The Maritsa/Meric River is the biggest river on the Balkan peninsular. Maritsa catchment is densely populated, highly industrialized and has intensive agriculture. The biggest cities are Plovdiv on the Bulgarian territory, with 650.000 citizens, and Edirne on the Turkish territory, with 231 000 citizens. The biggest tributaries are Tundzha and Arda Rivers, joining Maritsa at Edirne. Within Maritza and Tundja basin, a significant number of reservoirs and cascades were constructed for irrigation purposes, and for Hydro electricity production.

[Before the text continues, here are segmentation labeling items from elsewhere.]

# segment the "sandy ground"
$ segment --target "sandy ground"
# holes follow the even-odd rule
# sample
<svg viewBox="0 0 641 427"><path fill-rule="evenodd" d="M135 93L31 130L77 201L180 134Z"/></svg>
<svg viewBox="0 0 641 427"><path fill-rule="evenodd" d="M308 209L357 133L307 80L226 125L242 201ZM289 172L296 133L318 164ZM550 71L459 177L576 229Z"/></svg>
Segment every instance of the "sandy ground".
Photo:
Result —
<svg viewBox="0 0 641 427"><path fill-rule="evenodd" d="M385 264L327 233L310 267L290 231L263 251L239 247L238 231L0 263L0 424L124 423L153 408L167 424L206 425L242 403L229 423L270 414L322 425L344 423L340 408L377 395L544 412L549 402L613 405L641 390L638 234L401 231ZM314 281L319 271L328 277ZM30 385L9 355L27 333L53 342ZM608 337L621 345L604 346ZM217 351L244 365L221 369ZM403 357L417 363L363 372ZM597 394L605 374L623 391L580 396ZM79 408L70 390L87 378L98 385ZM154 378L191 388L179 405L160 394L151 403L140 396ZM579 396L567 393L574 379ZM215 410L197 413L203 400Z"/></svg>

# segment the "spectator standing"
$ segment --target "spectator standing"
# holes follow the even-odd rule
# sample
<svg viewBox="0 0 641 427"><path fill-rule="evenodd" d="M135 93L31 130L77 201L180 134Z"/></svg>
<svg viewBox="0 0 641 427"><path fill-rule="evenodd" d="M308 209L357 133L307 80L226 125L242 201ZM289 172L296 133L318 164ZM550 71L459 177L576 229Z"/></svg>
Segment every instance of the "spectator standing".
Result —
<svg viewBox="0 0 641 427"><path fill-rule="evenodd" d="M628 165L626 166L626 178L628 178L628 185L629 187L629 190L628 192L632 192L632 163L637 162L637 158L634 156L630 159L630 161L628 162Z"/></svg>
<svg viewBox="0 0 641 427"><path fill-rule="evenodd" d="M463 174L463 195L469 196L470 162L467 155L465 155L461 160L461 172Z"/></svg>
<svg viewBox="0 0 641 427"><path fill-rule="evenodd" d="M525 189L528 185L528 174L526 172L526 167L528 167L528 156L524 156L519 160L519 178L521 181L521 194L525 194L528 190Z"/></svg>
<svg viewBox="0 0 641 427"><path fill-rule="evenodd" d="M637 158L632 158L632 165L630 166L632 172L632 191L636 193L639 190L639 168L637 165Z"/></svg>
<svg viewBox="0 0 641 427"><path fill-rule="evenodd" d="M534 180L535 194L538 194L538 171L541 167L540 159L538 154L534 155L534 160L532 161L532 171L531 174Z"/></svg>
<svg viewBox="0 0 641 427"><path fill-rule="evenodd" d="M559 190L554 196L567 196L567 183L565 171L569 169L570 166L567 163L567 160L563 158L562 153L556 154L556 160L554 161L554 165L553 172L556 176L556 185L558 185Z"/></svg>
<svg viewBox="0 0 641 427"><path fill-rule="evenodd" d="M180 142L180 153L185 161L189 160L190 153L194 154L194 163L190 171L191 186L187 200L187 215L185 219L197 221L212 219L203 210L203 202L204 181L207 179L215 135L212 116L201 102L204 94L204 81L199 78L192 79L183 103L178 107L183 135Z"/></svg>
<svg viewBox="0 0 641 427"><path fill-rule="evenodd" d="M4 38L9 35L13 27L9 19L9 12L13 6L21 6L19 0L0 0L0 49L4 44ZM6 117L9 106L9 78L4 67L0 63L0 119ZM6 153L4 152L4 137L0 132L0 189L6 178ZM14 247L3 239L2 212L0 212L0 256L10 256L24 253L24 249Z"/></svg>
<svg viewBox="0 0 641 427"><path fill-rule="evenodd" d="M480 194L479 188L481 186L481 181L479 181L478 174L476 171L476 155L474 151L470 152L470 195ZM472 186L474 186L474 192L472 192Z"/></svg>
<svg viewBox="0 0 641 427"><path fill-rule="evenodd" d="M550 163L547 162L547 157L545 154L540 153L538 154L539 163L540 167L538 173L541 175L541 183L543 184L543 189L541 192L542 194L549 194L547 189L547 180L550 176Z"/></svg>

The climatic and geographical characteristics of Maritsa and Tundja River Basins lead to specific run-off conditions: flash floods, high inter-annual variability, heavy soil erosion reducing the reservoirs' capacities through sedimentation, etc. The destructive forces of climatic hazards, manifesting themselves in the form of rainstorms, severe thunderstorms, intensive snowmelt, floods and droughts, appear to increase during recent years. After more than 20 years of relative minor floods during wet seasons, large floods started to occur more often since the end of the 90’s. Theses years of absence of large floods resulted in negligence of political action and financial investment for structural and non-structural flood mitigation measures and maintenance of the river bed and its embankments.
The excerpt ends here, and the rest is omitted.